前期と今期、通じて働いている従業員とは、前期と今期で会社が2年間毎月給与を支払っていた人です。
途中入社や途中退社は含まれませんので注意してください。
前期と今期の全体額の比較として、その従業員らの給与が1.5%以上増加していた場合、前期より給与額の増加した金額の15%分が法人税より減額されます。
(2)給与に該当する手当
今年はコロナウイルスの影響で事業の縮小・休業せざるを得なく、従業員に休業手当を支給した会社もあるかと思います。
休業手当とは会社の責任で休ませた場合に支払わなくてはいけない手当で、これは税務上は給与として扱われます。
給与として扱われますので、源泉徴収も差し引かれ、社会保険料も差し引かれます。
けがや病気で労災から受け取る休業補償は給与とはなりません。
通勤ラッシュを避けるための在宅勤務を導入した企業もあると思います。
在宅勤務をしている人に支払う在宅勤務手当も給与に該当します。
(3)所得拡大促進税制の減税額の例
前期の従業員10名の従業員全員の基本給は月20万円です。
今期の従業員10名はコロナウイルスの影響で在宅勤務を始めたので基本給は20万円、在宅勤務手当が月1万円になりました。
この場合、前期は給与として2,400万円支払っていますが今期は2,520万円支払っていることになります。
支払給与が1.5%以上増加しているので、増加分の120万円×15%の18万円が法人税より減額されます。
(4)雇用調整助成金を受け取ったら…
所得拡大促進税制は給与に充てるための助成金は支払った給与から除外して考えます。
雇用調整助成金も休業手当として支払うための助成金のため、支払った分から差し引いて計算します。
休業手当や在宅勤務手当、雇用調整助成金など今年は所得拡大促進税制に影響のあるお金のやり取りが多めです。

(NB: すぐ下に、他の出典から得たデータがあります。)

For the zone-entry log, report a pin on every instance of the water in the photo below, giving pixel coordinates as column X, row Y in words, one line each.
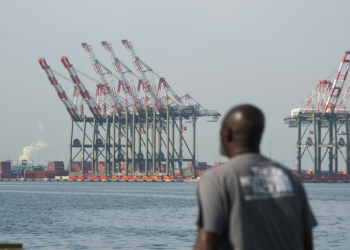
column 134, row 215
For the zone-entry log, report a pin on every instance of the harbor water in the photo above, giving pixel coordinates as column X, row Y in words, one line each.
column 135, row 215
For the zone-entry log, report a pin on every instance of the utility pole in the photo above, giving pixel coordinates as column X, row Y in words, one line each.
column 39, row 155
column 293, row 154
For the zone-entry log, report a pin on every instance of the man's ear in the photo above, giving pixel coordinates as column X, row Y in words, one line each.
column 229, row 135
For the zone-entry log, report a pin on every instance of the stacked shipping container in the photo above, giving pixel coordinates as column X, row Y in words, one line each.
column 55, row 165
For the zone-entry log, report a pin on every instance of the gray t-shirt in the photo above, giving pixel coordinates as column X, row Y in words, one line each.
column 252, row 202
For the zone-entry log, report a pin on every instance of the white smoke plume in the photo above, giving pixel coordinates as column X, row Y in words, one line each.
column 28, row 151
column 41, row 126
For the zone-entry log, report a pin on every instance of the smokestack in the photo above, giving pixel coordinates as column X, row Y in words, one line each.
column 28, row 151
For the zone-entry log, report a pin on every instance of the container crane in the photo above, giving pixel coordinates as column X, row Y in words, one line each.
column 72, row 110
column 122, row 70
column 151, row 95
column 337, row 84
column 103, row 72
column 94, row 108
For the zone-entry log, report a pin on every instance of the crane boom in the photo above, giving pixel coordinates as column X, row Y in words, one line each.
column 121, row 69
column 94, row 108
column 337, row 84
column 151, row 95
column 72, row 110
column 102, row 72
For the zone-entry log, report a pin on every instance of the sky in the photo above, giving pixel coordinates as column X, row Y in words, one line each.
column 223, row 53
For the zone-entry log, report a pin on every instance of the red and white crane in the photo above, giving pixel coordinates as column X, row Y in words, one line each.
column 94, row 108
column 124, row 73
column 337, row 86
column 145, row 80
column 105, row 76
column 72, row 110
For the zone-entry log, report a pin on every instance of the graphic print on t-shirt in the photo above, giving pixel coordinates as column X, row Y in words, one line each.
column 266, row 183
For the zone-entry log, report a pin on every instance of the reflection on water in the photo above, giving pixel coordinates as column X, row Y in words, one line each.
column 135, row 215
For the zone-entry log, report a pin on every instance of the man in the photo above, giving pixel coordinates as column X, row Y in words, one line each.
column 251, row 202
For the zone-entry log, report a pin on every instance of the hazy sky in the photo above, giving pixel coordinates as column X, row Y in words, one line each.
column 268, row 53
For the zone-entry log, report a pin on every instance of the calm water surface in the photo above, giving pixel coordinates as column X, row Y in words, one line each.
column 135, row 215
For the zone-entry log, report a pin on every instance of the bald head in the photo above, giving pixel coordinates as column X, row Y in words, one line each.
column 241, row 130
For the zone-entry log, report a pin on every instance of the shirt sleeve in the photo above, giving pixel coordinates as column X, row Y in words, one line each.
column 211, row 216
column 308, row 218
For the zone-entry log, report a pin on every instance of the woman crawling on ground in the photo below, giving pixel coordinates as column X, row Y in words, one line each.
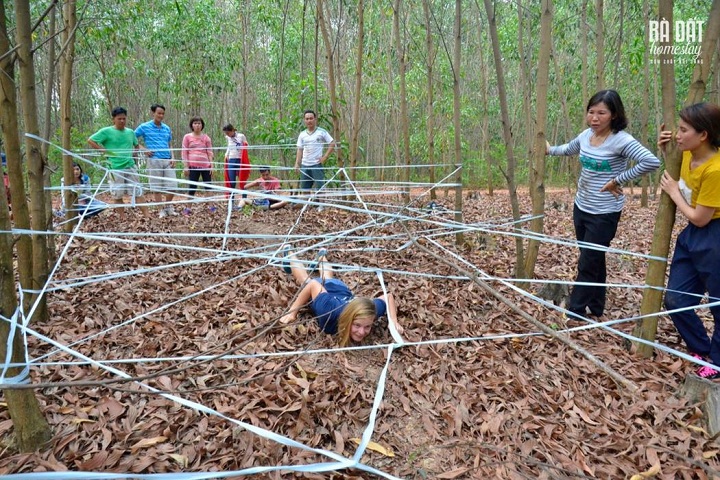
column 333, row 304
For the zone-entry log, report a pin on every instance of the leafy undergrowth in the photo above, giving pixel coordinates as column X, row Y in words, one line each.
column 508, row 407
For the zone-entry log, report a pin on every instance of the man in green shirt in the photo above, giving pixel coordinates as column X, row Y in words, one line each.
column 119, row 145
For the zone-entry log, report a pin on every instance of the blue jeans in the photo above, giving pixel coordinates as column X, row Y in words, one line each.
column 314, row 174
column 599, row 229
column 695, row 269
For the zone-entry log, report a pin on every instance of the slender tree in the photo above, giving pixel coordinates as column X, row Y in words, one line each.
column 430, row 88
column 456, row 117
column 323, row 21
column 507, row 136
column 67, row 59
column 31, row 428
column 646, row 327
column 35, row 160
column 600, row 42
column 357, row 93
column 537, row 167
column 401, row 55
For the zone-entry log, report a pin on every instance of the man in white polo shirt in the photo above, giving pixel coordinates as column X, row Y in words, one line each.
column 311, row 153
column 156, row 135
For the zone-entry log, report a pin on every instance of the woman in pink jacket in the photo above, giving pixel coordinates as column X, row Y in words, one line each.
column 197, row 156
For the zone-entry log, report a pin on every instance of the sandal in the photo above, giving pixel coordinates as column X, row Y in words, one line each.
column 316, row 264
column 286, row 263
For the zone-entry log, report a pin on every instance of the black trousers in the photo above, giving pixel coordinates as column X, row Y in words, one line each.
column 195, row 174
column 599, row 229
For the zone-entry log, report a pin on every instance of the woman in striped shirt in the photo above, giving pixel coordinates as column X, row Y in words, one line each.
column 604, row 150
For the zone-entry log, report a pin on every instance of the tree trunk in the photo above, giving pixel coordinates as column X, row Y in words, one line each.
column 35, row 161
column 31, row 429
column 537, row 168
column 646, row 328
column 332, row 81
column 618, row 49
column 524, row 68
column 11, row 136
column 507, row 137
column 600, row 40
column 355, row 127
column 456, row 120
column 47, row 131
column 645, row 110
column 405, row 128
column 430, row 64
column 67, row 60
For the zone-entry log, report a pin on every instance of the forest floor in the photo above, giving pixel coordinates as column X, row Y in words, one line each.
column 503, row 405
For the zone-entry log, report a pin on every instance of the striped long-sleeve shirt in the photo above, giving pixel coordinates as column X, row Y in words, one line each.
column 603, row 163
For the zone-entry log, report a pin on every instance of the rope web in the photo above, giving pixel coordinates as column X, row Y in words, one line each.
column 375, row 227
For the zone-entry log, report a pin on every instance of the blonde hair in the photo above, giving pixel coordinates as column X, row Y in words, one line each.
column 358, row 307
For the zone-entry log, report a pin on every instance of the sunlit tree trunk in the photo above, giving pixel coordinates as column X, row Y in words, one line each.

休業手当や在宅勤務手当を支給したために給与が増加した場合でも、そもそも、所得拡大促進税制の対象従業員でないと所得拡大促進税制が使えない場合もありますので、所得拡大促進税制の対象従業員を知っておいた方がよいでしょう。
(I.K)
※内容につきましては、記載日現在の法令に基づき、一般的な条件設定のもとに、説明を簡略しております。実際の申告の際は、必ず、税理士又は税務署にご相談ください。